I’ve been trying to make a camembert-style cheese this weekend. The lovely rind and flavour found in this kind of cheese comes from a white mould produced by the fungus penicillium candidum. This fungus can be obtained in a freeze-dried format from cheesemaking supply shops, or, as I decided to try, from the rind of another good camembert-style cheese.
I’ll write more about the cheese-making itself later as what I want to write about now is the cheese I used as the inoculent.
I had a possibly irrational desire for an English cheese, so chose Tunworth. This cheese is made by Hampshire cheeses and won Supreme Champion at the British Cheese Awards in 2006, as well as a gold at the World Cheese Awards 2007; it seemed like it might be a good mother-cheese.

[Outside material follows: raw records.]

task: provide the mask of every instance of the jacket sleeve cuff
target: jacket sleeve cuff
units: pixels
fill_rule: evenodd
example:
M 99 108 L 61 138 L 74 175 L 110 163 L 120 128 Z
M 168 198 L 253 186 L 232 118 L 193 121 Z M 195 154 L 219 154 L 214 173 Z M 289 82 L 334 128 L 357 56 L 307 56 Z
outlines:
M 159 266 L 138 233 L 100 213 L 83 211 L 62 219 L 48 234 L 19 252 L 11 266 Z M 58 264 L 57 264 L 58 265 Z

Produced from unpasteurised cows milk, it has a strong, grassy, almost farmyard (in a good way) aroma. The smell alone made me want to eat it although some of my work colleagues were slightly less enthusiastic when I kept in in the fridge for the last few hours of Friday.
The texture is gooey, sticking to the knife and the back of my teeth. I’m still working on how to describe the taste of cheese but it is rich – with an earthy, almost sour, kick. I would be really happy if my cheese comes any where close to this.
I think that you have describe it pretty well, I feel like eating some now!